Mon club « Amphores » de Bourges a innové, avec cette dégustation pointue organisée par l’ami Bernard ! 

Le principe était de présenter deux vins en semi-aveugle à la suite, avec leurs principales caractéristiques communes, mais des différences en termes de terroir et/ou de vinification.
Le thème général étant la Loire, les caractéristiques communes étaient la sous-région, et donc le cépage, et le millésime.
Pour les blancs c’est le millésime 2021 qui a été choisi et 2020 pour les rouges. Bernard, en bon connaisseur, n’a heureusement pas choisi l’inverse ! 

Pour chaque paire (en fait les deux vins étaient servis l’un après l’autre et pas en même temps), nous avons donc eu un « indice » et il s'agissait de faire correspondre les indices et les vins.
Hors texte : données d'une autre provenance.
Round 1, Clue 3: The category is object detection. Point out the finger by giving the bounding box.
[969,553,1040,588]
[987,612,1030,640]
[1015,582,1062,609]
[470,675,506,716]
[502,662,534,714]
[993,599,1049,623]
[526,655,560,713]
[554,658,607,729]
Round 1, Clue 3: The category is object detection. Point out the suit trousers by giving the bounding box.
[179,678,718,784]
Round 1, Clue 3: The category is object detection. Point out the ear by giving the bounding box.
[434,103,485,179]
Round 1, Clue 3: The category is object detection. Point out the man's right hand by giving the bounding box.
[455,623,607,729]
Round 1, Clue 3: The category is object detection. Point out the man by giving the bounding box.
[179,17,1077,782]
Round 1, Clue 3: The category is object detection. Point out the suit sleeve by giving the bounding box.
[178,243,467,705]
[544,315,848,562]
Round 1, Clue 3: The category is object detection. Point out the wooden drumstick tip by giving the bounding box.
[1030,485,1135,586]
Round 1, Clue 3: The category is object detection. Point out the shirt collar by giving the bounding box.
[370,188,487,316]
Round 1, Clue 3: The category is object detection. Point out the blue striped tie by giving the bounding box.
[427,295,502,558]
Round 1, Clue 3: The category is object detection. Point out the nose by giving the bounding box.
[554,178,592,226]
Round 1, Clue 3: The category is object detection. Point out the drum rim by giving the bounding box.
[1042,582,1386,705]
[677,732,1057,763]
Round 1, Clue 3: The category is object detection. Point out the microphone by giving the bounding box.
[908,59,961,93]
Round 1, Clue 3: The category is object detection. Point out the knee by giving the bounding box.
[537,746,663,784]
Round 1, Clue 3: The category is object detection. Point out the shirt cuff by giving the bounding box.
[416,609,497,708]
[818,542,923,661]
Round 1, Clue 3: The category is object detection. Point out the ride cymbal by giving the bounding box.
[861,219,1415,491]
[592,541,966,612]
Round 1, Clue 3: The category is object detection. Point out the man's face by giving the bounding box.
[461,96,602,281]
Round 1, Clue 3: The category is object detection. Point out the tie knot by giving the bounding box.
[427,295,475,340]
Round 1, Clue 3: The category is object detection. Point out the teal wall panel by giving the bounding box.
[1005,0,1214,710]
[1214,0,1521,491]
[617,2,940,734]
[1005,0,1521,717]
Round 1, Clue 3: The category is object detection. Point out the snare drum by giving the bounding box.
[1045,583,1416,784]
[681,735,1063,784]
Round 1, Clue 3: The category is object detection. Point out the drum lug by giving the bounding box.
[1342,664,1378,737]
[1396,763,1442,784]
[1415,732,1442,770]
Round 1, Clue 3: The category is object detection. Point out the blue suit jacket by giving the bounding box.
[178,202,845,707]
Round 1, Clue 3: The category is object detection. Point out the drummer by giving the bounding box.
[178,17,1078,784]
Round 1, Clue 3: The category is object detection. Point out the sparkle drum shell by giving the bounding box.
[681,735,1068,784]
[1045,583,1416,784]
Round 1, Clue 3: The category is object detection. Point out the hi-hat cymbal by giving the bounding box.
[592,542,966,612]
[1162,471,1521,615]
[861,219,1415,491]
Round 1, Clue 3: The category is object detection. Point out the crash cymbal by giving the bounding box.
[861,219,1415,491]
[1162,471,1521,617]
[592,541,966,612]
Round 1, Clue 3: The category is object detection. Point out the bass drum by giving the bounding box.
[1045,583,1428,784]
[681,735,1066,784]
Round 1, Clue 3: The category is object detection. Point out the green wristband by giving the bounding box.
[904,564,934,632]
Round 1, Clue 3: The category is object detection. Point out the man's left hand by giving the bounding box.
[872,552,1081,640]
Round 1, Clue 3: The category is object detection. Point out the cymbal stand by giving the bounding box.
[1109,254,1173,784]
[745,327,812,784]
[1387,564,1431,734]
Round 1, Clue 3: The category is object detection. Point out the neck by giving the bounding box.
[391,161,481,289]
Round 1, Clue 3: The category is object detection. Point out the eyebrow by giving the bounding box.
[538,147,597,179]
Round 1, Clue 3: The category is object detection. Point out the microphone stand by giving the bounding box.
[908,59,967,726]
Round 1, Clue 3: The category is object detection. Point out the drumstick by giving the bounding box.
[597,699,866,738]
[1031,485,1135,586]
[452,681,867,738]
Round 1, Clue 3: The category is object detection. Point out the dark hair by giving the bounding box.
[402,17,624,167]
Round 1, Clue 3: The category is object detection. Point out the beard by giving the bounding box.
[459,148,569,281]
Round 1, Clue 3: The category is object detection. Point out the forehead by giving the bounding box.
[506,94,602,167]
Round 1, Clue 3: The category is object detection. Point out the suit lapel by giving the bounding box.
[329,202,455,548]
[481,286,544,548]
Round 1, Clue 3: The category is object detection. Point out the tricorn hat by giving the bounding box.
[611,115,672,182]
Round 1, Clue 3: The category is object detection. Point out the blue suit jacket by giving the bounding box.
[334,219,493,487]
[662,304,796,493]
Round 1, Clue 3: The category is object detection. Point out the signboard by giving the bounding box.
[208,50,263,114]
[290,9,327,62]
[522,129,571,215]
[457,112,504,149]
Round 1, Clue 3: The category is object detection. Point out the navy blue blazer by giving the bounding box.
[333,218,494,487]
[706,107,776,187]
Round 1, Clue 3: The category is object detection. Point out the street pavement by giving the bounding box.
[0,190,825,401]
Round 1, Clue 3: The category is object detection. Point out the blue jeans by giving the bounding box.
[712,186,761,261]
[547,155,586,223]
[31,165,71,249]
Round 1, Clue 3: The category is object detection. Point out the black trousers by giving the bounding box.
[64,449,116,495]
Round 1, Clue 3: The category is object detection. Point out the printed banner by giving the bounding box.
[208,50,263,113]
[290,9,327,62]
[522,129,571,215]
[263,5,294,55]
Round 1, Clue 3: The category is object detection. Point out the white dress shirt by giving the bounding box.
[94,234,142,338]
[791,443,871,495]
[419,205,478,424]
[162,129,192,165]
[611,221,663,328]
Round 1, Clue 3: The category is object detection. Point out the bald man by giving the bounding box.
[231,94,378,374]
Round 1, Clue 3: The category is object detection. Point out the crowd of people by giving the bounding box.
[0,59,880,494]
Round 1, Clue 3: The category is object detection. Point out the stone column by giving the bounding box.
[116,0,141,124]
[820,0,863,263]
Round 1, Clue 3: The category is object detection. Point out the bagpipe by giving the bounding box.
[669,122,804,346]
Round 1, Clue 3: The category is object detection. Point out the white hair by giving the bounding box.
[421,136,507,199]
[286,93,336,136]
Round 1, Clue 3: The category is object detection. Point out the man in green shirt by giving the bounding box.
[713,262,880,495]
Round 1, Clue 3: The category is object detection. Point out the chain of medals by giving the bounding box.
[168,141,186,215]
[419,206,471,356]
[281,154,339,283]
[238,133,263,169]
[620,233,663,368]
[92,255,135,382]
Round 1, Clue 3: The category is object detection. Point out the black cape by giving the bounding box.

Première paire : vins de Chenin de Touraine-Anjou

Indice n°1 : terroir d'argile à silex en surface et sous-sol argilo calcaire, vigne de 80 ans.
Indice n°2 : terroir sablo-limoneux et calcaire, élevage de 12 mois, 50% en barrique et 50% en foudre.


Domaine Sébastien Brunet – Vouvray – Pentes de la Folie – 2021

 

La robe est parée d’un or clair bien brillant.
Assez intense, le nez propose une aromatique composée de tilleul, de fruits blancs et d’une touche de vanille.
La bouche est bâtie sur une certaine rondeur, une vivacité suffisante et une aromatique un peu moins expressive qu’au nez mais relativement gourmande. La longueur honnête reste dans ces évaluations moyennes de chacun des critères.
Bien ++ et certainement trop jeune pour monter plus haut mais il saura se présenter sous un meilleur jour à l'avenir.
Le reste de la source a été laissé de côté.